Significantly, the approval of the FTC’s November 2023 omnibus resolution will provide the springboard for the Commission to increase its investigatory vigor against AI companies for potentially illegal conduct or unfair methods of competition, moving the FTC closer to its stated goal of becoming a leading AI regulator. The FTC has already utilized CIDs in connection with an investigation of ChatGPT developer OpenAI.
Bipartisan Group of Commerce Committee Senators Introduce Wide-Ranging AI Bill
On November 15, 2023, members of the Senate Committee on Commerce, Science, and Transportation Senators Amy Klobuchar (D-MN), John Thune (R-SD), Roger Wicker (R-MS), John Hickenlooper (D-CO), Shelley Moore Capito (R-WV), and Ben Ray Luján (D-NM) introduced the Artificial Intelligence (AI) Research, Innovation, and Accountability Act (“AIRIA Act”).
The AIRIA Act seeks to both regulate certain harmful uses of AI and encourage AI research and innovation.

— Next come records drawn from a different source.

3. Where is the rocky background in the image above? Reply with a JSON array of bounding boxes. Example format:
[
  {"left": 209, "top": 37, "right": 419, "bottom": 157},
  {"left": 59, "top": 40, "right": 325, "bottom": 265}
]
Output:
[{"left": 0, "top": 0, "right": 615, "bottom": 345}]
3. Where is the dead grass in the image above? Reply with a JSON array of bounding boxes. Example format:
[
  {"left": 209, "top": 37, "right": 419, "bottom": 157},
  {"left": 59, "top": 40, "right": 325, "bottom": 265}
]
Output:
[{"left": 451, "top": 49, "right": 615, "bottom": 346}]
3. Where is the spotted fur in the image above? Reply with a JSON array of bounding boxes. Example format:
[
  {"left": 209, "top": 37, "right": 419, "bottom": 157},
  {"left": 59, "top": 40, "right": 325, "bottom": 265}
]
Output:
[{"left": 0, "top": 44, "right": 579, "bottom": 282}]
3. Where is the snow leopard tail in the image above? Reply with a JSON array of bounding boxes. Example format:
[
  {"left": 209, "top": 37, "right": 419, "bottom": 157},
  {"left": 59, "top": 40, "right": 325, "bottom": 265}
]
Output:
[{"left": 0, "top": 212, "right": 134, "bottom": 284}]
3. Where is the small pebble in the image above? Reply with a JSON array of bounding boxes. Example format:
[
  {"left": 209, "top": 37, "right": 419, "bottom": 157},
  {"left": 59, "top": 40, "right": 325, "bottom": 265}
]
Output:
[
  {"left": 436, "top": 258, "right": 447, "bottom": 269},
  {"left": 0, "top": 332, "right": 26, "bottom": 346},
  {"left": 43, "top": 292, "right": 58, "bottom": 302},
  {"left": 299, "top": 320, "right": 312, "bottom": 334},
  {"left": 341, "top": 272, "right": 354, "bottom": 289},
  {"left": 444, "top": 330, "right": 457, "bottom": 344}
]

Regulating Harmful Uses of AI
The AIRIA Act would establish certain transparency requirements and create new AI-related standards in order to address some of the harmful uses of AI technologies.
- Mandating that internet platforms of a certain size utilizing generative AI systems provide “clear and conspicuous” notice to users.
- Establishing that entities deploying certain high-impact artificial intelligence systems must submit annual reports describing “the design and safety plans for the artificial intelligence system” to the Secretary of Commerce.
- Directing the National Institute of Standards and Technology (“NIST”) to create recommendations to federal agencies for risk management of high-impact artificial intelligence systems.
- Establishing an Artificial Intelligence Certification Advisory Committee that would create standards for the testing, evaluation, validation, and verification of certain “critical-impact artificial intelligence systems,” including systems that collect biometric data, manage critical infrastructure, or are involved in criminal justice.
Encouraging AI Innovation and Research
- Directing the Commerce Department to carry out research to facilitate the development of means to reliably detect AI-generated content.
- Asking NIST to create standards for the detection of anomalous behavior on the part of AI systems.
- Directing the Comptroller General to create a study on barriers to the usage of AI in government.
- Establishing a working group “relating to responsible education efforts for artificial intelligence systems.” This working group would identify education programs “that may be voluntarily employed by industry” to inform consumers about artificial intelligence systems.